Безопасность
«Я рядом с тобою молчу и робею.
Как счастлива та, что щебечет в саду!
Но я заслоню тебя, если успею,
Я злую беду от тебя отведу…»
(Из сценария мюзикла «Тень». Песня Аннунциаты «Я словно бреду…»».
Автор сценария и песен - Ирина Югансон).
Поначалу есть хотелось не слишком. Даже наоборот, мысль о подобном вызывала тошноту. Но с болезнью и постельным режимом пора было заканчивать. А для этого – убедить личного лечащего врача, и свой собственный организм в том, что он уже идет на поправку. Поэтому, проснувшись в очередной раз, Штольман охотно согласился с необходимостью пообедать. Обрадованная Анна отправилась за угощением для пациента, а он же медленно, зато полностью самостоятельно сел, подпихнув под спину подушки. Привалившись к ним, постарался выровнять дыхание. Прислушался к себе. В голове не звенит, затылок не ломит. Слабость есть, чего скрывать, но возможно, это именно от голода? Ну уж умереть от этого ему сегодня точно не дадут.
Подтверждая его умозаключения, в комнату вошла Анна с подносом в руках. От стоявшей на нем тарелки исходил столь сильный и аппетитный аромат, что вся недавняя неприязнь к еде улетучилась окончательно. Сыщик сглотнул, хищно сверкнув глазами.
- Вот теперь вижу, что вам и правда, лучше, - не смогла сдержать улыбки Анна.
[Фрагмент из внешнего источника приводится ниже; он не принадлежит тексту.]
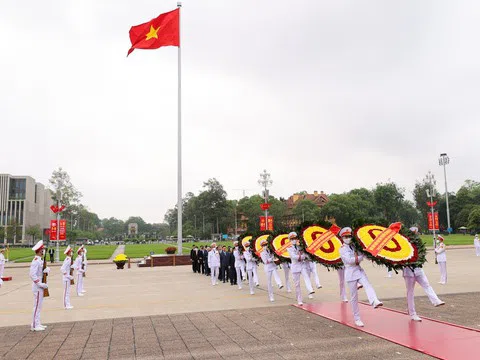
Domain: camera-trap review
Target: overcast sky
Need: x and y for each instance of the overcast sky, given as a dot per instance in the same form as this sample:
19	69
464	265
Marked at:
325	95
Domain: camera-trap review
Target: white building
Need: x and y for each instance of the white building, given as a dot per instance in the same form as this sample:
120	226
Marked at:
25	203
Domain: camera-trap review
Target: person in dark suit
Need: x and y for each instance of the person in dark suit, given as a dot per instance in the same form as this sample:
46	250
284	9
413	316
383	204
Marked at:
194	258
205	260
223	265
232	274
201	267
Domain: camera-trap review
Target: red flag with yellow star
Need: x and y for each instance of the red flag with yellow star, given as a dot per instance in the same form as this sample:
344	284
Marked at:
161	31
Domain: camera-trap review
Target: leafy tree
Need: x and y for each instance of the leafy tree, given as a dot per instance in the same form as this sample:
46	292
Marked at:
34	231
61	185
474	218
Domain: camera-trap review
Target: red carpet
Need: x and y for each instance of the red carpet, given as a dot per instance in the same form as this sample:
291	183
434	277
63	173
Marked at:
432	337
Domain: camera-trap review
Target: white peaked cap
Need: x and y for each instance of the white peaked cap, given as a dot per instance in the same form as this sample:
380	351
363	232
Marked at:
38	246
345	231
67	250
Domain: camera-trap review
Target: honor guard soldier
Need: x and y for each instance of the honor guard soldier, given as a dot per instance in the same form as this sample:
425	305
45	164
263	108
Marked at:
78	266
441	259
251	263
298	268
354	274
66	277
270	269
36	274
239	264
214	262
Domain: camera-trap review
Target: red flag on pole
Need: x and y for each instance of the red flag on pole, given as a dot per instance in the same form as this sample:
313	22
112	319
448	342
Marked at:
164	30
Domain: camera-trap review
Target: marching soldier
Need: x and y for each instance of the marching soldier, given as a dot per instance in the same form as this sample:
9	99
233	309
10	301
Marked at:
66	277
239	264
251	263
214	262
441	259
78	267
270	269
298	258
354	274
36	274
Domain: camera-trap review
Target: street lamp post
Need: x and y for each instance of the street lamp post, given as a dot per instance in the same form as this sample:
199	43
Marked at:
443	161
265	182
430	179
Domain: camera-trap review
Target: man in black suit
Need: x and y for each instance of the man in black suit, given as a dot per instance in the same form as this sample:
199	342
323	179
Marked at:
232	274
201	267
194	258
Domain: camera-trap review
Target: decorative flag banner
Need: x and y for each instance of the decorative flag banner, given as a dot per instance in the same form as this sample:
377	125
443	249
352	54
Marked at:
323	244
164	30
434	221
53	230
264	227
63	230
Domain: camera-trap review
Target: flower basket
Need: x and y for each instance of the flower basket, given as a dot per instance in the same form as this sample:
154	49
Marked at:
171	250
120	260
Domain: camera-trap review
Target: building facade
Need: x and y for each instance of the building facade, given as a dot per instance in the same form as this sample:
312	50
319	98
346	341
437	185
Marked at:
23	203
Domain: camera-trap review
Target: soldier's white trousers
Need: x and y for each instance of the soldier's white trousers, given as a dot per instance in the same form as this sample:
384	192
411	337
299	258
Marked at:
79	282
423	282
372	296
273	273
286	269
443	271
37	307
214	274
66	293
341	281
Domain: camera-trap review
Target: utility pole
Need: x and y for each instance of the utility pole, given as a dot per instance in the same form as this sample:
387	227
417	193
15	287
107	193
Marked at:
443	161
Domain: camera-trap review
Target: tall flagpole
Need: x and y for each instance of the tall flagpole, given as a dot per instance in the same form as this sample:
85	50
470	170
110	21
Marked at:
179	185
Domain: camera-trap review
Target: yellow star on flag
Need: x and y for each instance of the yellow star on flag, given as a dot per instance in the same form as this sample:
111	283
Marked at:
152	33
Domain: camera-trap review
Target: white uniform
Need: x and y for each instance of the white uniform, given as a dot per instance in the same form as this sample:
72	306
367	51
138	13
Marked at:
355	274
251	264
442	262
65	270
271	270
36	274
311	268
411	277
239	266
2	264
341	281
77	265
476	243
214	264
298	268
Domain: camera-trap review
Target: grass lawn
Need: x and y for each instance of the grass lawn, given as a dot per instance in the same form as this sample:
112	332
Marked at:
454	239
97	252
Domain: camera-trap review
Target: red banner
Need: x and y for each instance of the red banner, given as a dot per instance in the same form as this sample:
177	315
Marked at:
53	230
63	230
262	223
430	221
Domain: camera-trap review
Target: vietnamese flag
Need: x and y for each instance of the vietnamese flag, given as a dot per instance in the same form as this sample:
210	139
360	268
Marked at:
161	31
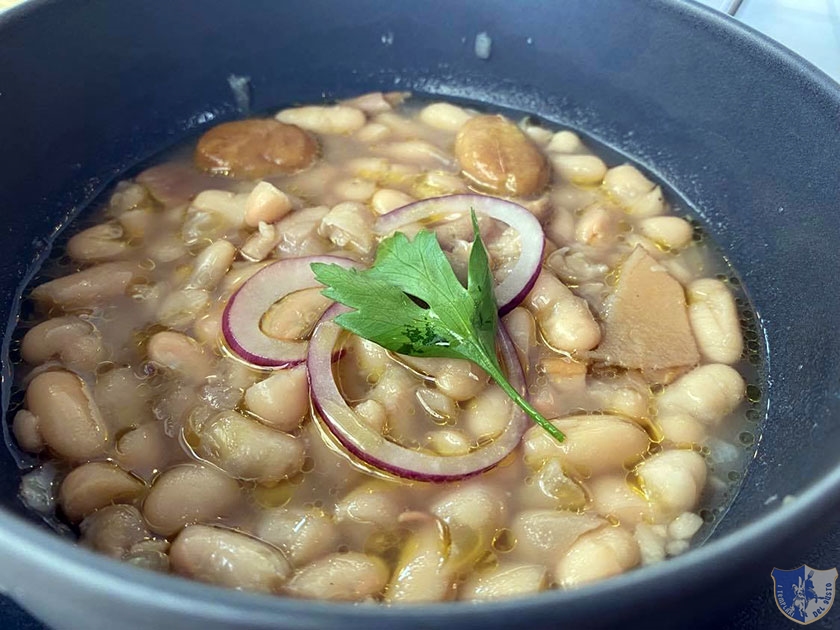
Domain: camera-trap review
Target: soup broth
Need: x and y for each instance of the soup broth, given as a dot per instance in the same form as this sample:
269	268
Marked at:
151	437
Штольман ел, а она сидела рядом, не в силах отвести взгляд. Господи, как хорошо! Любимый человек жив, и почти здоров. Не хотелось сейчас думать ни про Тени, ни про Крутина. Просто радоваться, что вот они с Яковом вместе, и очередная беда не смогла их одолеть. А все грядущие неприятности… Ну пусть они немножко подождут!
… Аня смотрит на него с видом совершенно просветленным. Хотя что может быть привлекательного в зрелище личности небритой и помятой, поедающей куриный бульон? Вкусным, кстати, оказался не только запах, хотя Штольман редко обращал внимание на такие мелочи. Съедобно – и ладно.
- Вам нравится? – спросила Анна, глядя с некоторой тревогой.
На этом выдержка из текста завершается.